I've been watching the FMA: Brotherhood Movie (Sacred Star of Milos), and from what I've read/what I can tell, it's set partway through the show. Is it considered canon, or is it more like the Naruto movies, where it is entirely separate from the storyline?
The script itself was not written by Hiromu Arakawa (nor did she have any staff involvement at all), and she has not endorsed it as part of canon (though she has said that she "[looked] forward to it"). Additionally, it was written after the main series had concluded, and intentionally placed in the timeline so that it would not interfere with the canon story.
Was it difficult to create a story that didn't mess up the plot-line of the show, since the show was already over?

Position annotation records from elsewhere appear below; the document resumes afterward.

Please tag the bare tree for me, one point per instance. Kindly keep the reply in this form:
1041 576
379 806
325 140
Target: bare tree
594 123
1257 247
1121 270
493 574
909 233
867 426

Since the film happened in a country that the characters had never gone to and didn't go back to for the rest of the series, it was difficult to conclude it in a way that didn't affect the rest of the existing story. But, having it in such a locale let us concentrate on the story without worrying about the affects on the rest of the series. Also, I had to be careful with how much Al fell for Julia because it could seriously affect what happens in the future.
Why did you put the story where you did in the timeline?
At this time, Ed has come to the realization that he was certain Al's body existed somewhere, and he was ready to jump on the next train to wherever he could go to make that happen. So, in that time period, it was the best time for them to travel to another location if they could find a clue to the recovery of their bodies.
Among fans, I've never found any that regard this movie as canon. As it was not the original creator's intent, nor created by her, it really has no reason to exist in canon (except that it's written in a way that doesn't interfere with canon).
Given all this, I think we can safely say that Sacred Star of Milos is not officially part of the Fullmetal Alchemist canon.